A senior Israeli official has suggested that Israel might launch a pre-emptive strike against Iran to prevent it from acquiring nuclear weapons. Israel wants tougher international action to stop Iran before it is too late.

Deputy Defense Minister Ephraim Sneh says Israel might be forced to launch a military strike against Iran's nuclear facilities. In a newspaper interview, Sneh said he is not advocating a pre-emptive strike and sees it as a last resort. But sometimes, he said, "the last resort is the only resort."

It was the clearest threat yet by a senior official, and underscores Israel's growing concerns about Iran's nuclear program. A year ago, the Iranian president threatened to "wipe the Jewish state off the map," and since then Israel has warned repeatedly that it cannot allow Iran to acquire a nuclear bomb.

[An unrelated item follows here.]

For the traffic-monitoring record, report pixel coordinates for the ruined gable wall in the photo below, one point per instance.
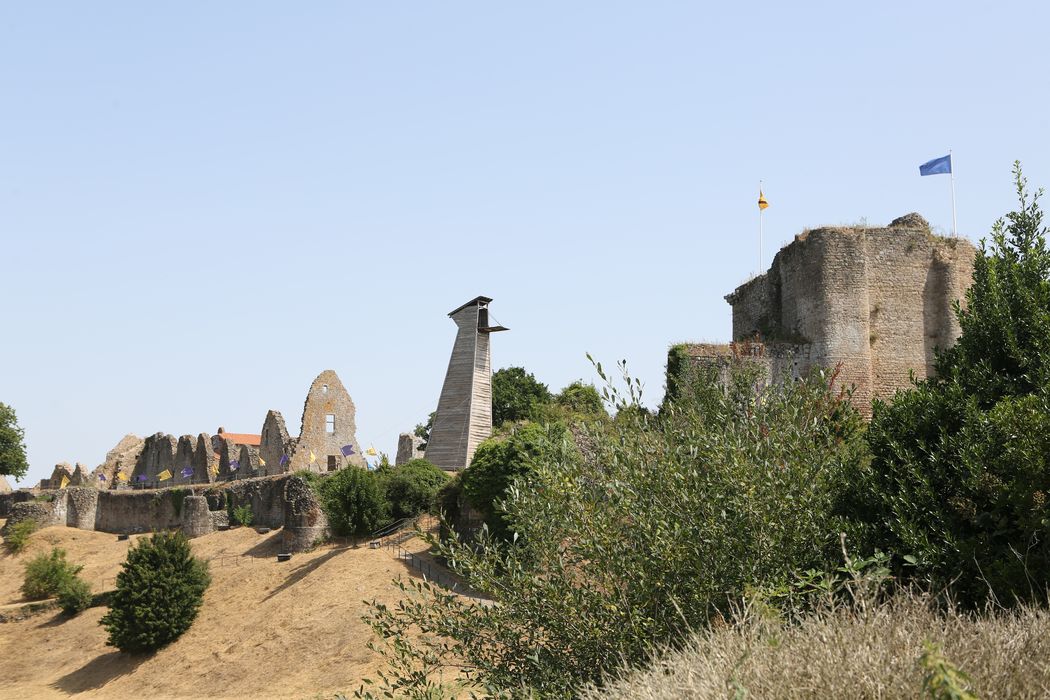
(314, 437)
(274, 444)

Miri Eisen is spokeswoman for Prime Minister Ehud Olmert.

"The Iranian issue is a core issue," she said. "The prime minister has defined it as an existential threat. This is a potential threat to the destruction of the state of Israel. This is an impossible situation."

Analysts here say Israel is considering a pre-emptive strike, because it believes the international community is moving too slowly to stop Iran. Europe has opted for negotiations and Russia and China oppose U.N. sanctions. And now, Israel fears that President Bush has been weakened by the Republican defeat in the U.S. elections.

"The president's ability to do anything military in terms of Iran has been somewhat diminished as a result of the Democratic victory, because the Democrats will be much more vigilant that the president does not do anything unilateral," said Israeli analyst Alon Pinkas.

Iran will top the agenda when Mr. Olmert meets with President Bush at the White House on Monday.